UMI-3D SLAM and Data Processing
🌐 UMI-3D Project Homepage
| 🔧 UMI-3D Hardware | 🛰️ UMI-3D SLAM Pipeline | 🤖 UMI-3D Policy |
|
|
|
| Hardware design, BOM, CAD, 3D-print parts | SLAM, synchronization, calibration, and data processing |
Policy training, deployment, inference 📦 Dataset & Models |
Overview
UMI-3D provides a complete end-to-end pipeline, transforming raw rosbag recordings into training-ready datasets for embodied manipulation learning:
Collected rosbag Files
↓
Calibration
↓
SLAM
↓
Aligned Demos
↓
Dataset Pipeline
↓
Zarr Dataset (for policy training, e.g. Diffusion Policy)
0. Complete Data Collection
To build the UMI-3D data collection system, please follow the hardware assembly and sensor setup instructions in:
👉 https://github.com/Physical-Intelligence-Laboratory/UMI-3D-Hardware
UMI-3D collects two types of data:
-
Demonstration data
Human-guided manipulation trajectories captured during task execution. -
Gripper calibration data
Slowly open and close the gripper for approximately 5 cycles to estimate gripper motion range.
All data are recorded as rosbag files, including:
- LiDAR point clouds
- IMU measurements
- Camera images
These recordings serve as the raw input for the full UMI-3D data processing pipeline.
1. Sensors Calibration
1.1 Fisheye Camera Intrinsic Calibration
Step 1 — Collect calibration images
- Use a checkerboard (6 × 9 inner corners, square size = 0.10 m, configurable in script)
- Capture ≥ 100 images with different positions (center / edges / corners), orientations, and distances
- Save all images to
fisheye_intrinsics/images/
Step 2 — Run calibration
cd fisheye_intrinsics python3 calibrate_fisheye_intrinsics.py \ --image_glob "images/*.png" \ --checkerboard_cols 6 \ --checkerboard_rows 9 \ --square_size 0.10 \ --output_dir calib_output
Calibration results will be saved to: fisheye_intrinsics/calib_output/
1.2 LiDAR–Camera Extrinsic Calibration
This step estimates the rigid transformation between the Livox MID-360 LiDAR and the fisheye camera.

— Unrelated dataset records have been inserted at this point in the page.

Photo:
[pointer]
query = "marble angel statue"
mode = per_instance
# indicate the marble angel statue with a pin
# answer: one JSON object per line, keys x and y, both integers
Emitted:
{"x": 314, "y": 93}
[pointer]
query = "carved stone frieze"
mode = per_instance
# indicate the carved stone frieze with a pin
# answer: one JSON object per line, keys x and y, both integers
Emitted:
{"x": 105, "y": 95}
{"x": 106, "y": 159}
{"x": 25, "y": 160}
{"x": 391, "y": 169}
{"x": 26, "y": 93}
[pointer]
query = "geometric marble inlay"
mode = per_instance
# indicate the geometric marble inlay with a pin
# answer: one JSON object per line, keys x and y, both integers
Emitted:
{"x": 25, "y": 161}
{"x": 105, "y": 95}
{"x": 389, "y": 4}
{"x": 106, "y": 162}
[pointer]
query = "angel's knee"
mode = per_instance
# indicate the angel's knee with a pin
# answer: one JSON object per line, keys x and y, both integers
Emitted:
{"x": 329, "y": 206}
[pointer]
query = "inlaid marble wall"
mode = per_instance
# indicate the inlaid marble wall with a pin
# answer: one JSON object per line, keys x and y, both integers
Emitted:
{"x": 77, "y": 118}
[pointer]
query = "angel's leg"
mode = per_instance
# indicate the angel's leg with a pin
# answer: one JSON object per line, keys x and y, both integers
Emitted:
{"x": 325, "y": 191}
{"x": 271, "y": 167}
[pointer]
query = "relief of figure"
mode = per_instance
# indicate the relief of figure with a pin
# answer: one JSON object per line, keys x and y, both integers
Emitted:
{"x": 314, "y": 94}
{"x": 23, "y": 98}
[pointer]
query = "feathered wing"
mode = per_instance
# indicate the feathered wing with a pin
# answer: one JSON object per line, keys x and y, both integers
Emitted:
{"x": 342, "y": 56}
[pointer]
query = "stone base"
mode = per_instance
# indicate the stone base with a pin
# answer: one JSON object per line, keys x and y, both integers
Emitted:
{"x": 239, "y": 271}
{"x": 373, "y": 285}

Step 1 — Prepare calibration data
-
Record a static rosbag containing:
- Livox point cloud (
/livox/lidar) - Camera images
- Livox point cloud (
-
Place the rosbag into:
livox2cam_calibration/src/calib_data/ -
Fill in the previously calibrated camera intrinsics into:
livox2cam_calibration/src/config/qr_params.yaml -
Calibration board files are provided here: Calibration Board Files
Step 2 — Build and Run
Prerequisites:
- Ubuntu 20.04, ROS Noetic
- PCL ≥ 1.8
- OpenCV ≥ 4.0
conda deactivate # Build cd livox2cam_calibration catkin_make # Run Calibration source devel/setup.bash roslaunch livox2cam_calibration calib.launch
- Output: Extrinsic transformation between LiDAR and camera (rotation + translation)
2. UMI-3D SLAM
This module performs LiDAR–inertial SLAM to estimate the camera trajectory and reconstruct the environment.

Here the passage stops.